But it's really about "hopeless dreamers looking for a second chance," pursuing passion, bucking convention, and loving life. One of the Mavs' star characters was the former Yankees big league star Jim Bouton, who visited MTSU in 2013 and regaled us with stories of his glory days, and of his best-selling expose Ball Four. He also spoke of his involvement with fellow Mavericks associates in an improbably-successful venture marketing a bubble gum product called Big League Chew.
Jim Bouton's story ended sadly last summer when he succumbed to brain disease and dementia, but I'd say he made the most he could of the finite time of his life, by giving himself freely to what he loved most. As his book (and his Times obituary) concluded, “You spend a good deal of your life gripping a baseball, and in the end it turns out that it was the other way around all the time.”

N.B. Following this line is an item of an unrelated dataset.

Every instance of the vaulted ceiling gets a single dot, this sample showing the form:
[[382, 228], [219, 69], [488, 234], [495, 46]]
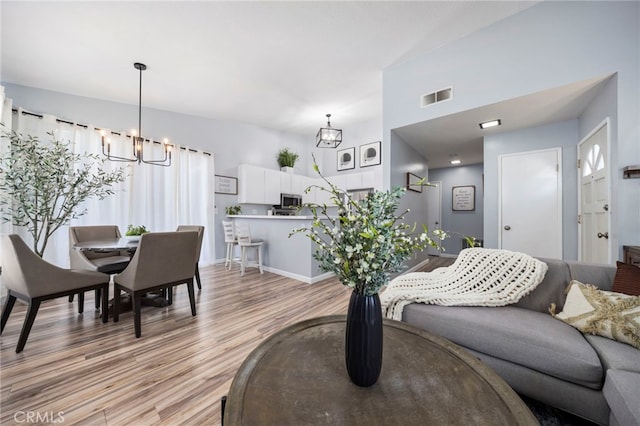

What I found so enjoyable with the Battered Bastards was the “goodness” of the whole adventure. Bing Russell’s love of the game, and love of the details of the game. His creation and management of a team for all the “right” reasons. The “meaning” it gave to the lives of all those mavericks who became Mavericks. I am reading now about Hume, and it occurs to me that the impressions those guys experienced, and the resulting memories, are of the Good, and that for the rest of their lives they could reflect on them, and find a guide to the meaning of life. No God necessary.